“是探测球的隐藏程序,相当于给它部署了隐藏指令,如果出现问题,这个程序会自动记录一些基础数据并随数据包一并发送回来,你可以理解为是这个探测球的黑匣子!
只不过它记录的内容比较单一,没有黑匣子那么复杂!”姜图一边盯着技术人员在那调取数据一边解释道。
几人小声讨论的时候,技术人员连忙重新检查了一遍数据包的结构,只是认真检查并查看后,他的脸色变得更加难看了:“报告指挥官……那个后门发射器的数据字段……也是空的。”
姜图的心,猛地沉了下去。
那个“后门”发射器,是李工程师留的一个备用方案,采用了一种极其特殊的、非量子途径的通信原理。如果连那个都是空的,那就说明……
“立刻重新解析数据包!用最高精度的解析工具!检查是否存在隐藏信息或加密层!” 姜图厉声命令道。
技术官连忙开始操作。
几分钟后,他抬起头,声音带着一丝颤斗:“报告……确实发现了异常。在数据包的元数据局域,发现了一组……被隐藏在冗馀校验码中的附加信息。”
“是什么内容?”姜图着急地问道。
“不是文本,也不是图象……是一组……坐标数据,看格式应该是黄道坐标跟银道坐标合一的一种宇宙坐标标识。” 技术官的声音带着一丝难以置信。
“马上将坐标进行校验!”
技术官点点头,开始快速操作,将那组坐标提出来后,他输入旁边的屏幕。
很快,坐标锁定,看到结果后,技术官脸都黑了!
“这是哪里?”
“经过初步比对……这组坐标……不在太阳系内。甚至……不在银河系内。”
整个舰桥,陷入了一片死寂。
一个空的数据包,一组指向银河系之外的坐标。。。
“坐标?什么意思?”
“坐标能有什么意思?就是坐标的意思啊!”
“我知道!我的意思是。。。这到底意味着什么?是探测球在“冥渊”内核局域,接触到了某种我们无法理解的存在或信息,导致其常规传感器无法正常工作,只留下了这组坐标?
还是说……这组坐标本身,就是“冥渊”想要传递给我们的信息?或者,更可怕的是——这根本就不是我们的探测器传回来的数据?而是某种东西,借助我们的通信链路,向我们发送了一个……信息?
如果是后一种那就恐怖了,这里面的事就大了。。。”
姜图周围的军官们都在小声议论着,他们怎么也没想到会是这个结果,没有人知道这意味着什么。
姜图站在那里,看着屏幕上那组冰冷的、指向未知深空的坐标数字,他本能地感觉一股寒意顺着脊椎缓缓爬升。

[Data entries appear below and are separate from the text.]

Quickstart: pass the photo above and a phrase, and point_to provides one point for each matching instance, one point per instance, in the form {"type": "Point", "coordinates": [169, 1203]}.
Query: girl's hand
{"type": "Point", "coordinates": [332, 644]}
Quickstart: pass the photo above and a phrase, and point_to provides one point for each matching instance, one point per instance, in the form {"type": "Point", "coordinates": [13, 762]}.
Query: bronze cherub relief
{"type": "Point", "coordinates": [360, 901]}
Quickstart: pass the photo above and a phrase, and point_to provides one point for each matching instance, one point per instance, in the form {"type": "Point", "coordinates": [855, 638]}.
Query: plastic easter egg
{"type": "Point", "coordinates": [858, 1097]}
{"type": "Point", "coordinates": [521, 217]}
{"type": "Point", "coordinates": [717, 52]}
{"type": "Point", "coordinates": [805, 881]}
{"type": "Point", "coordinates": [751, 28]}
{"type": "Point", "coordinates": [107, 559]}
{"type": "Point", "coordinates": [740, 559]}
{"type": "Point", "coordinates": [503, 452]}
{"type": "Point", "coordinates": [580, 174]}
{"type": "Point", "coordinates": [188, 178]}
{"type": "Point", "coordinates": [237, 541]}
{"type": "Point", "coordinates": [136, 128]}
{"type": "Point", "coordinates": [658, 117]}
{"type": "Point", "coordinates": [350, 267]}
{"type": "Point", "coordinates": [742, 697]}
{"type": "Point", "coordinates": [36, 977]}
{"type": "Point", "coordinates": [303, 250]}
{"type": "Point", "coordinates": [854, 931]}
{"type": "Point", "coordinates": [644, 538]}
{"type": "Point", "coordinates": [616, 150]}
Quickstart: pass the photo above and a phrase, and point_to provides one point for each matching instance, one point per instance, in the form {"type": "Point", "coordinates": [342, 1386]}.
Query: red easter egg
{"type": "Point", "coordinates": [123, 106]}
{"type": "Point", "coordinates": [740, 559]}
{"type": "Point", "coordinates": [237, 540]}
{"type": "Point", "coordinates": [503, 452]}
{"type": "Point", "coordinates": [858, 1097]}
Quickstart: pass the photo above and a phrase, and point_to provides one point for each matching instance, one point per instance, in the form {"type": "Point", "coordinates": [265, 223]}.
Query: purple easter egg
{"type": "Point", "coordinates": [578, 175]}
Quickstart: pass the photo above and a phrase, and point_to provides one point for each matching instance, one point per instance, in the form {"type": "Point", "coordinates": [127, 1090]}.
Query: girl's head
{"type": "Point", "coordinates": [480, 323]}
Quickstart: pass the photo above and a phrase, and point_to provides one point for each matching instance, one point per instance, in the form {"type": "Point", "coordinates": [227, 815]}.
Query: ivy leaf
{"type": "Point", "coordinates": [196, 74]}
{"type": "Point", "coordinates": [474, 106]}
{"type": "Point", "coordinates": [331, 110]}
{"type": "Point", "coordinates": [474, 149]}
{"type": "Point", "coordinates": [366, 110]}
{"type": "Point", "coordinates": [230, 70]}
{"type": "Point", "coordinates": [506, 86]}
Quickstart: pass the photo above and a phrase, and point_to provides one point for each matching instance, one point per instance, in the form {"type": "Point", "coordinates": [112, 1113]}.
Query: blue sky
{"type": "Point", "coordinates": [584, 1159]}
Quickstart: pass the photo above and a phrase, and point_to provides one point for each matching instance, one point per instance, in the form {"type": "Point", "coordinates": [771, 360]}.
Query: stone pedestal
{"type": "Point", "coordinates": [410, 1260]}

在他大的潜意识里,其实他已经有了答案,而且这答案让他意识到,他们可能打开了一扇不该打开的门。
而那扇门后面有什么,一切都是未知的。
。。。
“破军号”巡洋舰,舰桥。
接下来的七十二小时,是在一种混合着困惑、焦虑和难以置信的氛围中度过的。
舰队尝试了所有能想到的方法——重新调整通信频率,发射高功率的唤醒信号,甚至冒险派出了两枚小型中继探测器,试图沿着那枚探测球最后的轨迹,去查找它可能留下的任何痕迹。
但所有努力都以失败告终。
那枚探测球就象一颗被投入深海的石子,在泛起最初的一圈涟漪后,便彻底消失在了那片暗紫色的深渊之中,再无任何音频。
经过反复论证,技术团队最终确认了一个令人沮丧但又不得不接受的结论:执行这次特殊任务的探测球已经彻底消失了。
最大的可能是在进入“冥渊”内核更深处时,被那里的极端环境摧毁了;也可能是被某种未知的力量捕获或吸收了;又或者,它穿越了某种我们尚未理解的时空信道,去到了某个我们无法触及的地方。
无论是哪一种结局,最后的结果都是一样:它已经不可能再传回任何新的数据了,相映射的,那个空白的、只留下一组神秘坐标的数据包,成为了它传回的唯一,也是最后的讯息。
“指挥官,现在基本可以确认了。探测球信号彻底消失。生命迹象……不,应该说,所有主动信号都已中断。” 技术官摘下耳机,声音带着明显的疲惫跟沮丧。
这七十多个小时里,巡洋舰的技术军官们几乎是昼夜不眠地盯着那些传感器,然而最后的结果还是让他们大失所望。
所有人都看向姜图跟王舰长,等待他们最后的决定。